Forum Moderators: Robert Charlton & goodroi

Message Too Old, No Replies

When the sitemap is on the map

         

lucy24

4:41 pm on Jun 4, 2012 (gmt 0)

WebmasterWorld Senior Member 10+ Year Member Top Contributors Of The Month



We all know that g### indexes everything it can get its hands on, including robots.txt and the sitemap. There have been threads about it. But this is a new one on me.

Every months or so I download the Keywords table* to look for any wonkies or things that don't belong. (Their own precaution: "How did 'Cialis' get to be #3 on the list?") This one's got a pair of whoppers. One: high on the list is my own domain name, which occurs nowhere in any text. Two: its sole source is "/sitemap.xml" ... which also shows up under some other keywords. (I think it's the top 10 pages containing the word, so it would include any directory name that's also a keyword.)

What the bleepity bleepity? Anyone else seeing this?

Wait, there's one more piece, though I'm ### if I can see a connection. I recently redid my sitemap by making it much, much smaller. No point in listing every single page on the site; they're all linked anyway. New version just lists the directories and main transfer points, in case the front page gets lost or the ssi's fail to include. The number of occurrences of my domain name is way too high for this new slimmed-down sitemap-- but it corresponds exactly to the number of indexed pages on the old one.

If anyone can shed light I would be grateful. Otherwise it just gets filed under Ours Not To Reason Why.**


* The current list goes: "rats, [name], Nunavut, cat, [name], father, fonts..." I will go out on a limb and say that nobody else in the world has this precise keyword sequence ;)
** "thumpity, thumpity, someone had blundered".

aristotle

9:06 pm on Jun 5, 2012 (gmt 0)

WebmasterWorld Senior Member 10+ Year Member Top Contributors Of The Month



I'm not sure I understand what you're concerned about. I believe that the words in this list are just the words that Google associates with your site. Maybe the domain name was lifted from the source code.

lucy24

9:58 pm on Jun 5, 2012 (gmt 0)

WebmasterWorld Senior Member 10+ Year Member Top Contributors Of The Month



The domain name doesn't occur in the source code. It occurs absolutely nowhere except in the sitemap, which is not human-viewable. (Unless, of course, they go snooping and ask for it by name, like robots.txt.) This is the first time the sitemap has ever shown up in the keywords list. That's what put me into "What the ###?" mode.
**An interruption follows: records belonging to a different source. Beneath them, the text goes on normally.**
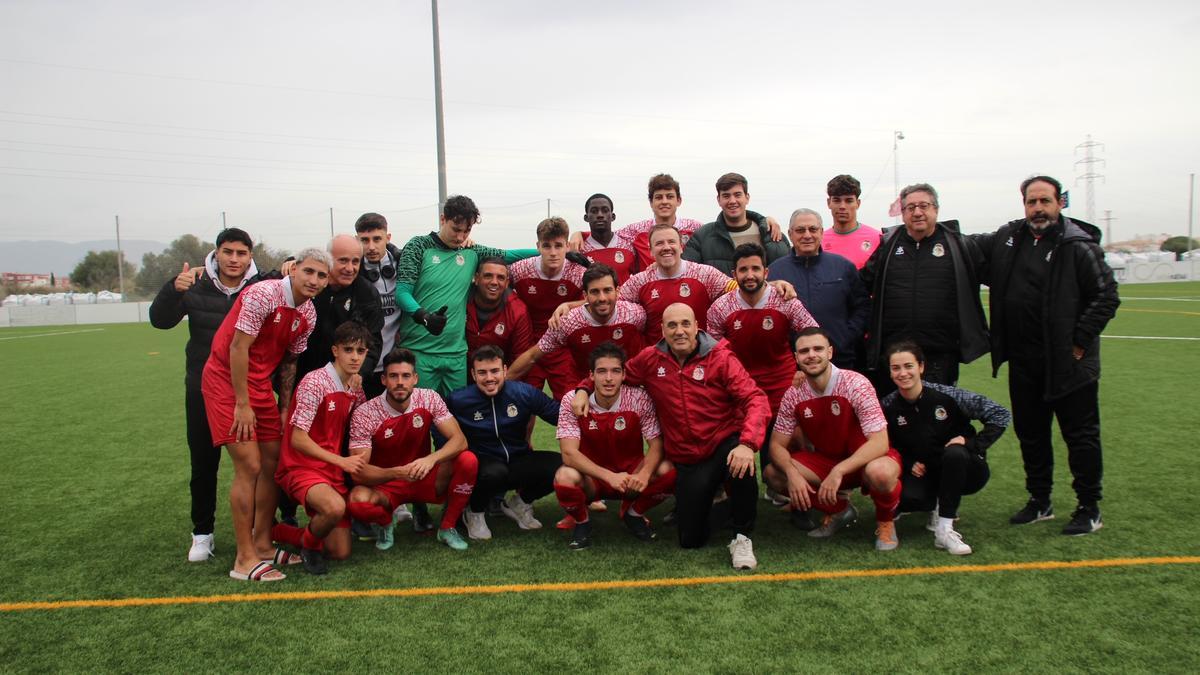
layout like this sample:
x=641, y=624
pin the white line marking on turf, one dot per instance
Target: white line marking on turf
x=49, y=334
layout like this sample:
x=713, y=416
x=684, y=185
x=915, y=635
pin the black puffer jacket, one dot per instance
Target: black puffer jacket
x=1081, y=299
x=205, y=306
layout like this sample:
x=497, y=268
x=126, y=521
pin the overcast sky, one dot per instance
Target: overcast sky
x=171, y=113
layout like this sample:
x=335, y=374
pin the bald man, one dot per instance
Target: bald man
x=718, y=420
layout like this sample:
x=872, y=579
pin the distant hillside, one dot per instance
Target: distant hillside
x=42, y=257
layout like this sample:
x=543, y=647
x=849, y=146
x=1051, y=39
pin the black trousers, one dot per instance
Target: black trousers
x=695, y=487
x=205, y=463
x=531, y=475
x=1079, y=420
x=948, y=476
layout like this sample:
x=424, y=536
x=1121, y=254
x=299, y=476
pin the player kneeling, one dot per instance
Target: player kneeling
x=312, y=470
x=391, y=432
x=603, y=451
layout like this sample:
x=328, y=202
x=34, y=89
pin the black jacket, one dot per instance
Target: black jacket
x=1081, y=299
x=967, y=258
x=358, y=302
x=205, y=306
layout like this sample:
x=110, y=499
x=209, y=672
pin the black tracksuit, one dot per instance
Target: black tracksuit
x=919, y=430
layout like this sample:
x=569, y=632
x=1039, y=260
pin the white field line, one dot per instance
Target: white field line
x=49, y=334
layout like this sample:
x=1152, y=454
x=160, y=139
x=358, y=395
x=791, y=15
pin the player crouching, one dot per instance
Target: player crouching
x=312, y=470
x=391, y=432
x=603, y=451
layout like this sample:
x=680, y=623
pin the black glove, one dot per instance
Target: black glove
x=433, y=322
x=579, y=258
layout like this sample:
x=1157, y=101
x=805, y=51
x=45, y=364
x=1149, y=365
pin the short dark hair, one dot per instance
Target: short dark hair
x=663, y=181
x=809, y=332
x=587, y=203
x=486, y=353
x=749, y=251
x=905, y=346
x=729, y=180
x=843, y=185
x=553, y=228
x=370, y=222
x=400, y=354
x=460, y=209
x=606, y=350
x=352, y=333
x=234, y=234
x=598, y=270
x=1053, y=183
For those who have never downloaded a keywords list: It comes as a comma-delimited wad of information. It's in some database format or other; I just run a quick RegEx to convert it into an html table. Top 200 words with total number of occurrences of each, and the top 10 pages that use the word. There are a few stopwords but not as many as you'd think, and they get confused by curly quotes.